The distinction between irregular measurements was only communicated to the study participant through the final report after all divergent PPG signals had undergone offline secondary analysis by medical technicians, to ensure data quality and avoid concern about potentially false positive alarms (Figure 1). Notably, as PPG signals reflect pulse pressure, atrial flutter with constant heart block, or regular atrial tachycardia cannot be distinguished from sinus rhythm by the application, unless the presence of arrhythmia is clear because of the high ventricular rate.

Data Collection

At the time of account creation for participation to the screening programme, subscribers were required to register age and gender. In addition, it was asked to voluntarily provide length and body weight. Other data collected include the timing, results, and raw PPG data for every use of the smartphone application for heart rhythm assessment as described above. Results were automatically sent to a secure server by the application and subsequently de-identified for all analyses. Raw PPG data for all suspected irregularities underwent secondary offline review by medical technicians under the supervision of cardiologists experienced in PPG analysis.

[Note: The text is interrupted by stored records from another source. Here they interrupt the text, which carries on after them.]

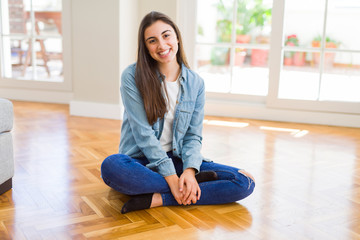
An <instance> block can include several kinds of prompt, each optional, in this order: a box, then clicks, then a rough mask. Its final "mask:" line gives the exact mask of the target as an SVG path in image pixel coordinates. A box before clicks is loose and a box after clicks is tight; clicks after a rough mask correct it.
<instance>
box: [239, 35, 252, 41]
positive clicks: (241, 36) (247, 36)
mask: <svg viewBox="0 0 360 240" xmlns="http://www.w3.org/2000/svg"><path fill="white" fill-rule="evenodd" d="M250 40H251V35H241V34H240V35H236V42H237V43H249V42H250Z"/></svg>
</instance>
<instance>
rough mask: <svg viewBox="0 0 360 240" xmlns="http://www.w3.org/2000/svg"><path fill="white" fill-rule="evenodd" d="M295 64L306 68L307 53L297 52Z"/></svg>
mask: <svg viewBox="0 0 360 240" xmlns="http://www.w3.org/2000/svg"><path fill="white" fill-rule="evenodd" d="M293 64H294V65H295V66H304V65H305V53H304V52H295V53H294V56H293Z"/></svg>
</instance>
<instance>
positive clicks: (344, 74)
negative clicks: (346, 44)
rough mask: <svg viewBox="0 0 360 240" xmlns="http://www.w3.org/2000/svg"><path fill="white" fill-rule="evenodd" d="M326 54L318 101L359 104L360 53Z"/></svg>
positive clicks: (339, 53)
mask: <svg viewBox="0 0 360 240" xmlns="http://www.w3.org/2000/svg"><path fill="white" fill-rule="evenodd" d="M326 54H330V53H325V58H329V59H328V60H327V64H326V66H325V69H324V73H323V75H322V81H321V91H320V100H331V101H351V102H360V94H359V89H360V53H339V52H338V53H336V54H335V53H331V54H333V55H331V56H329V55H326Z"/></svg>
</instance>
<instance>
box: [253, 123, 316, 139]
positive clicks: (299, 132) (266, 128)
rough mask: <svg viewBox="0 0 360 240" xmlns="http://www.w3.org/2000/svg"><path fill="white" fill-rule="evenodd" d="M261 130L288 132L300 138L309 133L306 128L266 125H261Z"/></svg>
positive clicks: (296, 137)
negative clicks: (295, 127) (284, 126)
mask: <svg viewBox="0 0 360 240" xmlns="http://www.w3.org/2000/svg"><path fill="white" fill-rule="evenodd" d="M260 129H261V130H266V131H276V132H289V133H290V134H291V135H292V136H293V137H296V138H300V137H303V136H305V135H306V134H308V133H309V131H308V130H300V129H291V128H277V127H266V126H261V127H260Z"/></svg>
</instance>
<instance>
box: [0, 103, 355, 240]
mask: <svg viewBox="0 0 360 240" xmlns="http://www.w3.org/2000/svg"><path fill="white" fill-rule="evenodd" d="M13 103H14V112H15V124H14V130H13V141H14V156H15V176H14V178H13V188H12V190H10V191H8V192H6V193H4V194H2V195H0V239H126V240H135V239H157V240H158V239H177V240H187V239H206V240H208V239H224V240H231V239H276V240H278V239H360V227H359V226H360V129H358V128H344V127H330V126H320V125H308V124H295V123H285V122H269V121H257V120H249V119H234V118H218V117H210V116H207V117H206V119H205V122H204V141H203V151H202V152H203V155H204V156H206V157H208V158H210V159H212V160H214V161H215V162H219V163H223V164H230V165H233V166H236V167H238V168H243V169H246V170H247V171H249V172H250V173H252V175H253V176H254V177H255V179H256V188H255V191H254V193H253V194H252V195H251V196H250V197H248V198H246V199H244V200H242V201H239V202H236V203H231V204H225V205H219V206H185V207H160V208H155V209H148V210H143V211H138V212H132V213H129V214H125V215H123V214H121V213H120V209H121V206H122V205H123V203H124V202H125V201H126V200H127V199H128V197H127V196H125V195H122V194H120V193H118V192H116V191H114V190H111V189H110V188H109V187H107V186H106V185H105V184H104V183H103V182H102V180H101V178H100V164H101V162H102V160H103V159H104V158H105V157H107V156H108V155H110V154H113V153H116V152H117V150H118V143H119V139H120V126H121V122H120V121H118V120H108V119H97V118H85V117H77V116H69V114H68V113H69V107H68V105H63V104H45V103H34V102H20V101H14V102H13Z"/></svg>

The final diagnosis was confirmed by consensus.

Patient-reported Outcomes

Four months after communicating the results and call-to-action in the end-report, screen-positive participants were contacted by phone to collect clinical outcome data.

Statistical Analysis

Continuous variables are expressed as mean ± standard deviation. The independent Student's t-test was used for comparison between individuals with vs. without AF. Categorical data are expressed as counts (%) and compared with Pearson's χ 2 test. Statistical significance was always set at a two-tailed probability level of <0.05. All statistics were performed using R Statistical Software (version 3.5.1) and RStudio (version 1.1.447) (Boston, MA, USA).